I have created distance matrices using the stand alone qiime diversity beta-phylogenetic so I could avoid using a sampling depth that could create mismatches of the samples in my matrices and then used those matrices to create pcoa plots. But when I try the qiime diversity procrustes-analysis I get an error message saying:

Plugin error from diversity:

The ordinations represent two different sets of samples

How does procrustes check my sample sets to determine they are different? And can I get it to make this comparison?

jwdebelius · January 31, 2019, 1:22pm

Hi @Zach_Burcham,

Your error message is saying that your sample labels are different! For procrustes to work correctly, you need to have the same labels going into the distance matrix so it can match the samples. So, double-check the way you've named things, and try again.

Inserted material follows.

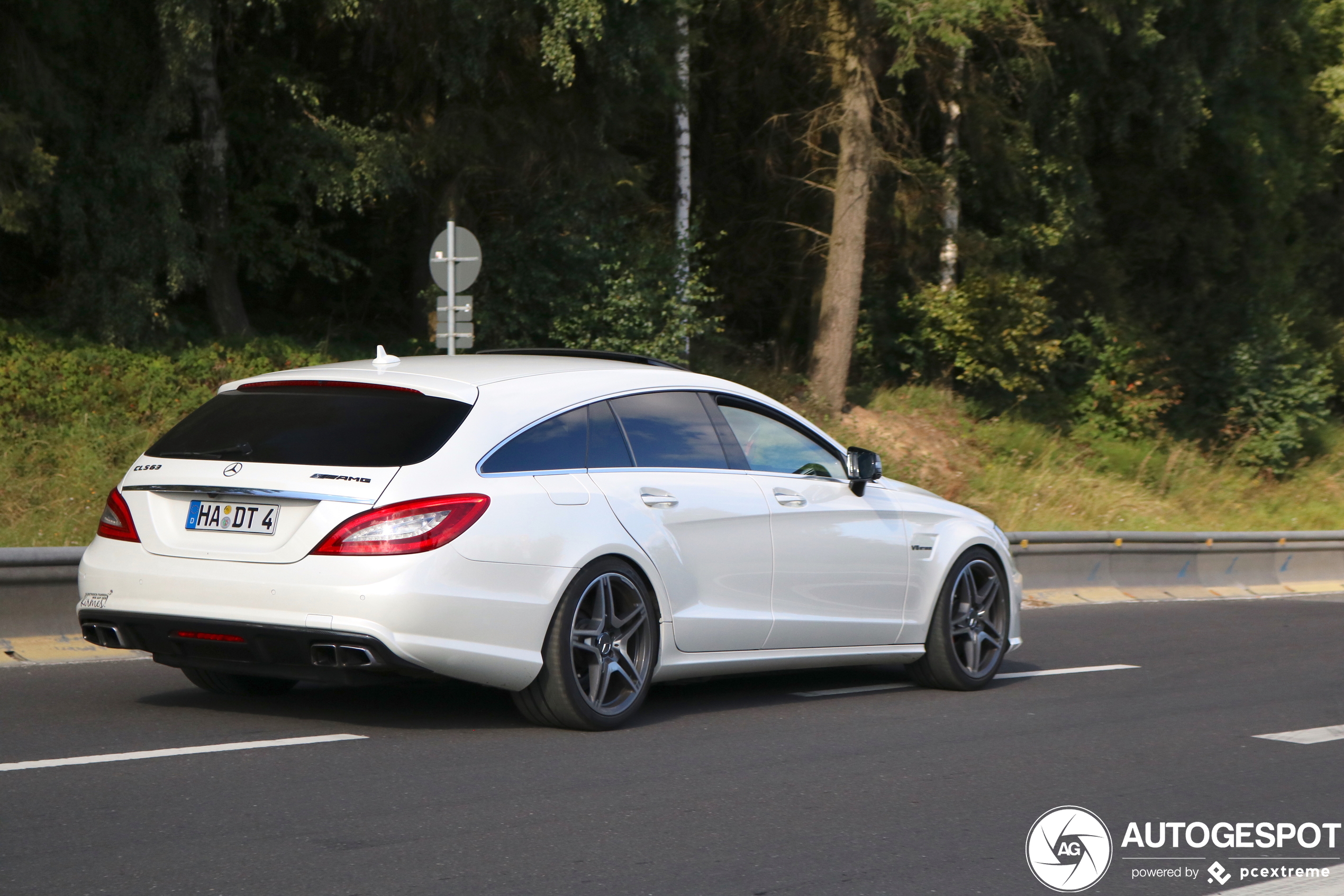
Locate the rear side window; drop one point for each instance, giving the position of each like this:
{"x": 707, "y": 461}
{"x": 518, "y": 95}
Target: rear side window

Im not sure if you can re-label on the fly in Qiime2 for situations like this (cc'ing @thermokarst, @Nicholas_Bokulich @:qiime2:_genius_squad). I could give suggestions to handle it in python directly, though, if that might be of help...

Best,
Justine

thermokarst · January 31, 2019, 1:33pm

You can't relabel the ids on the distance matrix, but you can relabel IDs on the feature table, using the feature-table group command. Add a new column to your metadata file with the new sample ids, then run this command. Once you have the relabeled table, replace the ID column in your metadata file with the "new" column you created before relabeling.

Zach_Burcham · January 31, 2019, 5:35pm

Hi @jwdebelius and @thermokarst ,

Thank you both for the response. After looking deeper into the feature tables there were a couple samples that didn't match up between the two which was causing the error. Should have noticed that one!

As for the renaming, we believe the sample plate was rotated 180 degrees at some point (we had empty well blanks in the bottom right and the top left is coming back as empty for sequences while the bottom right is a strong positive, yikes!). So I am going back and reassigning the barcodes to the samples as if the plate was rotated and then checking if the sample composition resembles those that were re-sequenced so we can just use the original samples with a different demultiplex. Thanks for the help!

jwdebelius · January 31, 2019, 6:47pm

@Zach_Burcham, Im so sorry, I hope you figure it out. That is one of my nightmares

Zach_Burcham · February 8, 2019, 7:34pm

Hi @jwdebelius, I think I pretty much have what I need, but would like to compare the actual distances between the new and old procrustes. Is there a way to get the distance between the samples from the procrustes plot? (i.e. the length of the bar connecting the two points in the image)

Thanks!

jwdebelius · February 8, 2019, 9:31pm

Hi @Zach_Burcham,

Im not sure! Ive never tried this. You could try exporting the coordinates from the qza artifact, and then maybe trying to calculate a Euclidean distance.

You could maybe also try a mantel test if you have a set of samples where you know the IDs are correct and a set where you think they're flipped. You get a correlation coefficient out, which can be nice?

Best,
Justine

Zach_Burcham · February 8, 2019, 10:19pm

Thanks for the reply @jwdebelius, I exported one of transformed references and got a list of my samples like this:

11293.C.0787 -0.0442895295269168 -0.008628451758110188 0.0019121630556371686 0.022107042418814005 -0.02578787170841776

The first item is my sample name, then are the next coordinated for 5 dimensions? If I wanted to compare this with the same sample in the other coordinate list would I just calculate the x,y,z 3 dimension elucidiean distance against the same sample in the other file? Or will I need to look into doing a 5D measurement?

Zach_Burcham · February 9, 2019, 3:26pm

I actually figured it out with the 5D distance calculation using dist in R. Thanks!